Bausch & Lomb, Inc., Rochester, N.Y., USA.
Chemotherapy. 2011;57(5):363-71. doi: 10.1159/000330858. Epub 2011 Oct 12.
The impact of mutations in DNA gyrase and topoisomerase IV on minimum inhibitory concentrations (MICs) was investigated to better understand why besifloxacin has a higher potency against Staphylococcus aureus when compared to other fluoroquinolones, which was especially pronounced against ciprofloxacin-resistant isolates.
MICs were determined for 52 clinical isolates against besifloxacin, moxifloxacin, gatifloxacin, ciprofloxacin, and levofloxacin.
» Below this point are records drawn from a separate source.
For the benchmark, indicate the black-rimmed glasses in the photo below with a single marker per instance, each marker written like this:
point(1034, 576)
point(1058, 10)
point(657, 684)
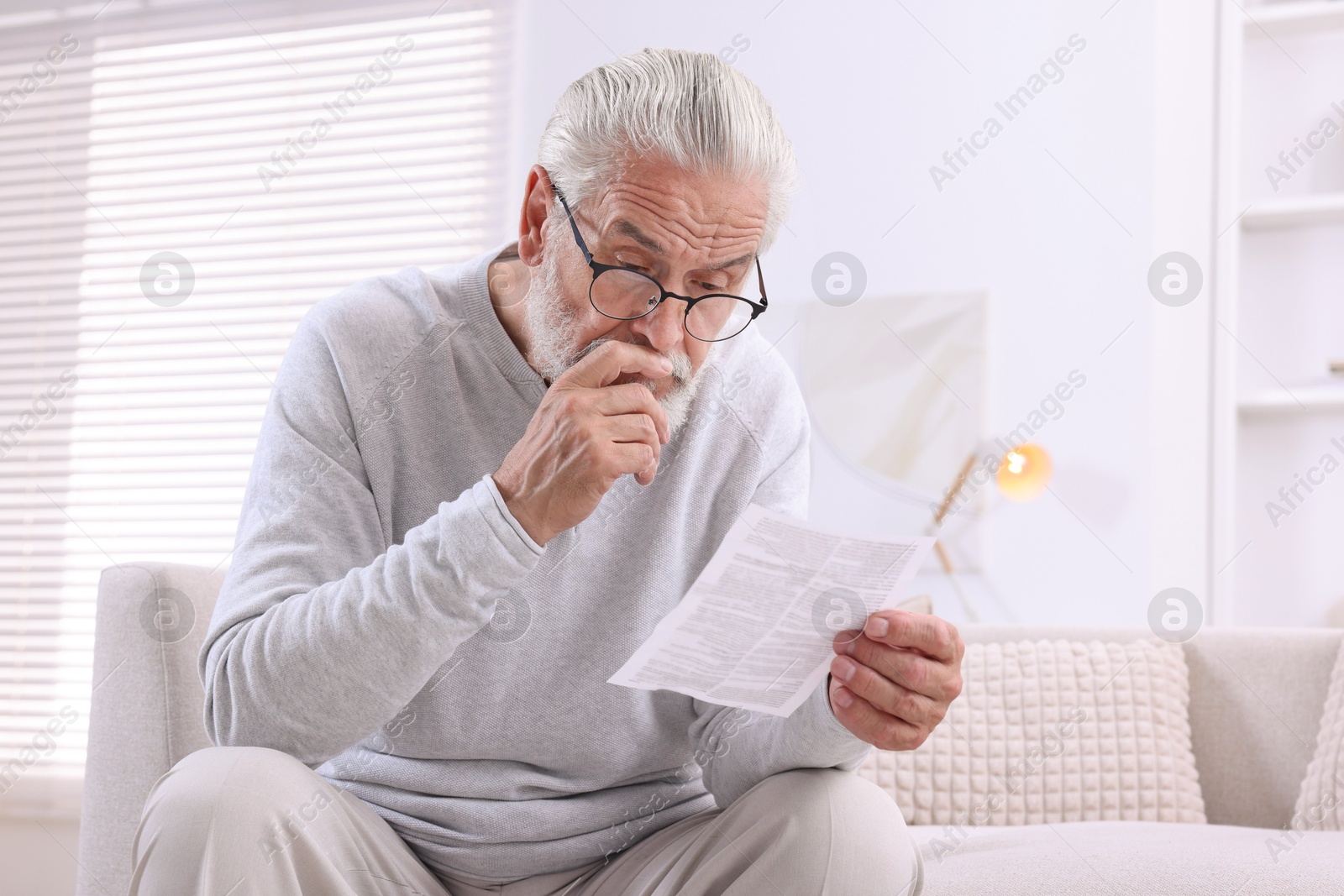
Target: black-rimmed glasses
point(627, 295)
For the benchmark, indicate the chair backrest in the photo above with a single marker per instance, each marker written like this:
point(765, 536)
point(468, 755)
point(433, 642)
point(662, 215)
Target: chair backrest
point(147, 708)
point(1256, 703)
point(1257, 698)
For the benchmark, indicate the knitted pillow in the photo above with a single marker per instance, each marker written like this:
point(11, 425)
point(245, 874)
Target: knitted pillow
point(1323, 788)
point(1055, 731)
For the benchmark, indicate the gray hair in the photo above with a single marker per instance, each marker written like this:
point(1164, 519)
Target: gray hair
point(690, 107)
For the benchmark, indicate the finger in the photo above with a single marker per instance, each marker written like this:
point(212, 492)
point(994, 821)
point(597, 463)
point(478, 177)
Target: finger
point(631, 457)
point(629, 429)
point(916, 631)
point(909, 669)
point(611, 360)
point(632, 398)
point(870, 725)
point(886, 694)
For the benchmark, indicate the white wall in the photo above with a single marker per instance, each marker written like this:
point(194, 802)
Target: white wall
point(38, 856)
point(1054, 221)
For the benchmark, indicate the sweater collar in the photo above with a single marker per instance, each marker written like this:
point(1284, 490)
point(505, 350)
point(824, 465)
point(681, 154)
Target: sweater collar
point(472, 286)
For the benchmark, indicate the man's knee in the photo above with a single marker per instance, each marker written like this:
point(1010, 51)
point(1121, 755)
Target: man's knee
point(253, 797)
point(833, 810)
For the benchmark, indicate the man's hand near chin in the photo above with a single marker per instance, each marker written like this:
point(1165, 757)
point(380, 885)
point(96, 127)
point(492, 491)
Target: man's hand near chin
point(893, 681)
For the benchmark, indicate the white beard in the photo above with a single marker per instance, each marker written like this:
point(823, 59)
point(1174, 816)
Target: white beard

The genes encoding GyrA, GyrB, ParC, and ParE were sequenced and the potential impact of mutations assessed in light of recent structural data.
For all fluoroquinolones tested, the MICs increased with the number of mutations in the quinolone resistance-determining regions. However, this increase was the smallest for besifloxacin and the largest for ciprofloxacin and levofloxacin. In addition to the commonly observed mutations in ParC and GyrA, more unusual mutations in ParE, such as Asp-432→His or Pro-585→Ser, were also detected.
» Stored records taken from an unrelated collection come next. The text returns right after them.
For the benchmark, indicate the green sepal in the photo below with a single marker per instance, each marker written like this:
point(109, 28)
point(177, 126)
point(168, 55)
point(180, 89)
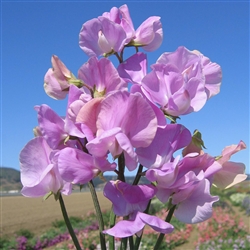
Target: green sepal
point(197, 139)
point(57, 195)
point(109, 53)
point(78, 83)
point(97, 93)
point(46, 196)
point(217, 157)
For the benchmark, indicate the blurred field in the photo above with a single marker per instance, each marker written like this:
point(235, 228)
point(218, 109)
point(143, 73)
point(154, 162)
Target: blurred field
point(18, 212)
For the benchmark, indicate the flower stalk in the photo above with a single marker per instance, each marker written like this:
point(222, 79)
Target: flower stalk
point(68, 224)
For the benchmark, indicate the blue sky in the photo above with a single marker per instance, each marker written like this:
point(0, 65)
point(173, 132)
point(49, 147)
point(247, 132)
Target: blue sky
point(31, 32)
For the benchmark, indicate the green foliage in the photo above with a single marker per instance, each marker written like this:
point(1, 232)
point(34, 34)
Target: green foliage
point(156, 206)
point(26, 233)
point(6, 243)
point(237, 198)
point(49, 234)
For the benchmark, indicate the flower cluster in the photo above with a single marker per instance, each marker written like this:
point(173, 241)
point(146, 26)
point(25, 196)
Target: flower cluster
point(121, 113)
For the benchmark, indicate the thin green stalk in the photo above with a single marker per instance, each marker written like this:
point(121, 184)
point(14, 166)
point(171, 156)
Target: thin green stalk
point(168, 219)
point(111, 224)
point(68, 224)
point(98, 214)
point(131, 242)
point(121, 167)
point(138, 175)
point(124, 243)
point(138, 239)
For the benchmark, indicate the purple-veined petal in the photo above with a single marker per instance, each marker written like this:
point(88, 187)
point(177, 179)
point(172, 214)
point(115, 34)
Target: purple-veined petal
point(34, 159)
point(128, 198)
point(167, 140)
point(51, 126)
point(134, 68)
point(136, 223)
point(75, 166)
point(198, 206)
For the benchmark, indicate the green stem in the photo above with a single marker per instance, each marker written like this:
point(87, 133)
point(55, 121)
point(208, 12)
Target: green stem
point(121, 166)
point(68, 224)
point(138, 239)
point(98, 214)
point(124, 243)
point(111, 224)
point(131, 242)
point(168, 219)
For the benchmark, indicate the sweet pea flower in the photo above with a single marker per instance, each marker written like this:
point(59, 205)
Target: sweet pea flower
point(39, 172)
point(187, 182)
point(213, 75)
point(149, 34)
point(57, 79)
point(166, 141)
point(78, 97)
point(122, 17)
point(128, 198)
point(137, 221)
point(231, 173)
point(134, 69)
point(176, 83)
point(101, 36)
point(132, 200)
point(101, 76)
point(51, 126)
point(124, 121)
point(78, 167)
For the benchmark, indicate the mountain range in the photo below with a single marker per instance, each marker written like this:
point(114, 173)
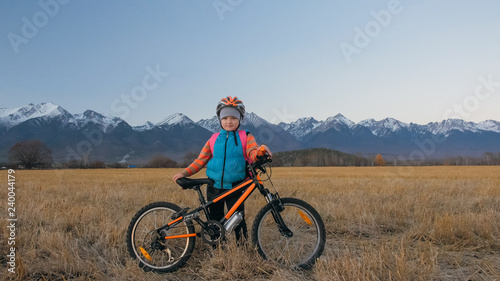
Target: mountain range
point(93, 136)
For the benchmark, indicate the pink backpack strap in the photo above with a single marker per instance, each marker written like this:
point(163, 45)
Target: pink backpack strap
point(243, 138)
point(212, 142)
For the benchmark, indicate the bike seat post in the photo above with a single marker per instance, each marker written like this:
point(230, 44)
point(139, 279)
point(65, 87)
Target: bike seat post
point(200, 194)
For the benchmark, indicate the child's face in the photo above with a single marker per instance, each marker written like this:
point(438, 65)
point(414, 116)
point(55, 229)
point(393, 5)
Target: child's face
point(230, 123)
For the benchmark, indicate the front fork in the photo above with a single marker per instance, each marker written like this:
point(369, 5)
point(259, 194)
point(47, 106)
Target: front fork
point(276, 209)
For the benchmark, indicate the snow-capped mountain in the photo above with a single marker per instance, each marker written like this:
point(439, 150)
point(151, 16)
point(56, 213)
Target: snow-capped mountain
point(383, 127)
point(71, 136)
point(11, 117)
point(92, 118)
point(146, 126)
point(250, 120)
point(301, 127)
point(175, 119)
point(338, 122)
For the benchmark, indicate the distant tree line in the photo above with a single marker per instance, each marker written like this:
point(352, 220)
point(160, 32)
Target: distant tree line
point(35, 154)
point(317, 157)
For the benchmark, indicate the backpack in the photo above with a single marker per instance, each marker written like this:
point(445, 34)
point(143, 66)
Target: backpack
point(243, 138)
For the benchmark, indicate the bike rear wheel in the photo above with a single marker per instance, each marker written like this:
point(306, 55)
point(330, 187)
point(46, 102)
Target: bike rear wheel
point(146, 244)
point(299, 250)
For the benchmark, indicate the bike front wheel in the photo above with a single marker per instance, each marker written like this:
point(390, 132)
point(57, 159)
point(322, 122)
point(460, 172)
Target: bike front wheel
point(145, 238)
point(301, 245)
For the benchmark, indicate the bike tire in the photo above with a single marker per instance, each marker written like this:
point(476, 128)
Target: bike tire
point(173, 253)
point(299, 251)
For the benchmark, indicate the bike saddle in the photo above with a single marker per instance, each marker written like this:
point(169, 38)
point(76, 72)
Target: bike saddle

Compared to earlier fluoroquinolones, the higher potency of besifloxacin suggests that the drug's unique combination of a 7-azepinyl ring and an 8-chloro-substituent results in unique interactions with DNA gyrase and topoisomerase IV.
本研究旨在探讨 DNA 回旋酶和拓扑异构酶 IV 突变对最小抑菌浓度(MIC)的影响,以更好地理解与其他氟喹诺酮类药物相比,贝西沙星对金黄色葡萄球菌具有更高抗菌活性的原因,尤其是对耐环丙沙星的分离株。
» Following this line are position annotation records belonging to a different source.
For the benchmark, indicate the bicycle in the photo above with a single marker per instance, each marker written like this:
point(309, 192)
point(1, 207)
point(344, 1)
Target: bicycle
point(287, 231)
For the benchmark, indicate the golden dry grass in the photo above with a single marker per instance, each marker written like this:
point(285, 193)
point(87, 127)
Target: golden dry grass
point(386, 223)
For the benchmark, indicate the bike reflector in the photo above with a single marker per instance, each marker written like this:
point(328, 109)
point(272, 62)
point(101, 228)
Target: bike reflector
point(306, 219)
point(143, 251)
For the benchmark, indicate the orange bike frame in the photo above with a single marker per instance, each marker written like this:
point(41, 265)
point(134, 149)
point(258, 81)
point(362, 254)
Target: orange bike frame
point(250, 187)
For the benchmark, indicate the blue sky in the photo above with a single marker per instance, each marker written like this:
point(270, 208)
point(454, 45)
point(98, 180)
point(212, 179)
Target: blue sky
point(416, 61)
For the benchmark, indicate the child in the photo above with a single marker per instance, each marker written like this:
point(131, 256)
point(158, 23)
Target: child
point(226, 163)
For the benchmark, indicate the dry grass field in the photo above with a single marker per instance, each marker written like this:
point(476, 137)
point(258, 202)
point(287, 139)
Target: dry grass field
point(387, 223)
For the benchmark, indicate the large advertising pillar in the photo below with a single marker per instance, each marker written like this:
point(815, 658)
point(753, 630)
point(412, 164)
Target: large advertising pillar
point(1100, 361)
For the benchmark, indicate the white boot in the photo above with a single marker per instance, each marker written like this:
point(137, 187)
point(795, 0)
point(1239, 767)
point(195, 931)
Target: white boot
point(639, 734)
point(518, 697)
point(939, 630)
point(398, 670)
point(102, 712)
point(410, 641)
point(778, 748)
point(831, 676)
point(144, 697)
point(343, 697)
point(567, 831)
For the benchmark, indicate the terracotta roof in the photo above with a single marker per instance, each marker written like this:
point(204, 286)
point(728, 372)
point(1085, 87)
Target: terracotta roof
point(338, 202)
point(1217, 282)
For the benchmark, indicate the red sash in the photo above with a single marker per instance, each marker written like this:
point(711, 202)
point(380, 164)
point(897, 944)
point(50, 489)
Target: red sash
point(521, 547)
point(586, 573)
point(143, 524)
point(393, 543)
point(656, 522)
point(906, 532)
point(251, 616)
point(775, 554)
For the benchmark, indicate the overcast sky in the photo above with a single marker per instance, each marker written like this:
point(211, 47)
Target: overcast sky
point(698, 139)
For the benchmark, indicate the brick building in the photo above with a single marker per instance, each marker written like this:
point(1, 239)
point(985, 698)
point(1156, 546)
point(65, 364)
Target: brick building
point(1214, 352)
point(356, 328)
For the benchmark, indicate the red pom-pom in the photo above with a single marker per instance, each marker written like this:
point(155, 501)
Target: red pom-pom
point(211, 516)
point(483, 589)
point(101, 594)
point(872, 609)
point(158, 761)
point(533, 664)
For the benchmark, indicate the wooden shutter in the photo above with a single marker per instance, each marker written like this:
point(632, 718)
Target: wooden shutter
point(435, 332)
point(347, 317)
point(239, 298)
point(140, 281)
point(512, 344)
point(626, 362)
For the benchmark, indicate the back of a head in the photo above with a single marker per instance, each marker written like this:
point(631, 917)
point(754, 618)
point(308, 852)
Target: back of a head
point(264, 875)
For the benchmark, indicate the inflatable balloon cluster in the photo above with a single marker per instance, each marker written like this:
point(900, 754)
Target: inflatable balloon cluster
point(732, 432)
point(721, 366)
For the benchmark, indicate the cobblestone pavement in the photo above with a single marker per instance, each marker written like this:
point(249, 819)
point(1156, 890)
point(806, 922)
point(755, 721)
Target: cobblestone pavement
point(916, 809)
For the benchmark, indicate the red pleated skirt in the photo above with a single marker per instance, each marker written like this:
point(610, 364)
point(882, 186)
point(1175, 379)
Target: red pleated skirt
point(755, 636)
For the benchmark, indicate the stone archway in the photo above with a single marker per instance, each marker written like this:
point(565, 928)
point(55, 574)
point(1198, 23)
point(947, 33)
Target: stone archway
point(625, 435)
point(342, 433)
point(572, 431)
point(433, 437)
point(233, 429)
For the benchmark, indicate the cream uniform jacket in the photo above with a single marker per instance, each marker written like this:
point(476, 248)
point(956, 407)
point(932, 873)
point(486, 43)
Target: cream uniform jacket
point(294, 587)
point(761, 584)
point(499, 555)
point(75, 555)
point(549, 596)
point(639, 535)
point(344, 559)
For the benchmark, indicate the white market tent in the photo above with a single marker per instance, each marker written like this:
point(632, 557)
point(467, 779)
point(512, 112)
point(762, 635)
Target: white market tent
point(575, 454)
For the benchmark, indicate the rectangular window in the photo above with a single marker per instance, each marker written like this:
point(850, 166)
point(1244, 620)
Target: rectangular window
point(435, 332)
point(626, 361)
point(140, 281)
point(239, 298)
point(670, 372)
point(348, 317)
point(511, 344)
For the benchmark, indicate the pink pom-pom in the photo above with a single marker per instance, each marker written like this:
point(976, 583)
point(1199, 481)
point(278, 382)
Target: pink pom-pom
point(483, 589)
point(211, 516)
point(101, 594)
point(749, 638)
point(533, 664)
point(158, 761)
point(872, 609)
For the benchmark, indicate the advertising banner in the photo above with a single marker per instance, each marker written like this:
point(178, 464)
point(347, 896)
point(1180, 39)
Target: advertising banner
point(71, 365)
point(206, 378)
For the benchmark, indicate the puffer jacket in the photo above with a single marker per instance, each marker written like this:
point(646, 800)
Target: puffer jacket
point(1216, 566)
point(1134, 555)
测定了 52 株临床分离株对贝西沙星、莫西沙星、加替沙星、环丙沙星和左氧氟沙星的 MIC。测序了编码 GyrA、GyrB、ParC 和 ParE 的基因,并根据最新的结构数据评估了突变的潜在影响。
对于所有测试的氟喹诺酮类药物,喹诺酮耐药决定区突变的数量越多,MIC 值就越高。然而,贝西沙星的 MIC 值增加最小,而环丙沙星和左氧氟沙星的 MIC 值增加最大。除了 ParC 和 GyrA 中常见的突变外,还检测到 ParE 中一些不常见的突变,如 Asp-432→His 或 Pro-585→Ser。
与早期的氟喹诺酮类药物相比,贝西沙星的高抗菌活性表明,该药物独特的 7-氮杂环庚烷环和 8-氯取代基的组合与 DNA 回旋酶和拓扑异构酶 IV 产生了独特的相互作用。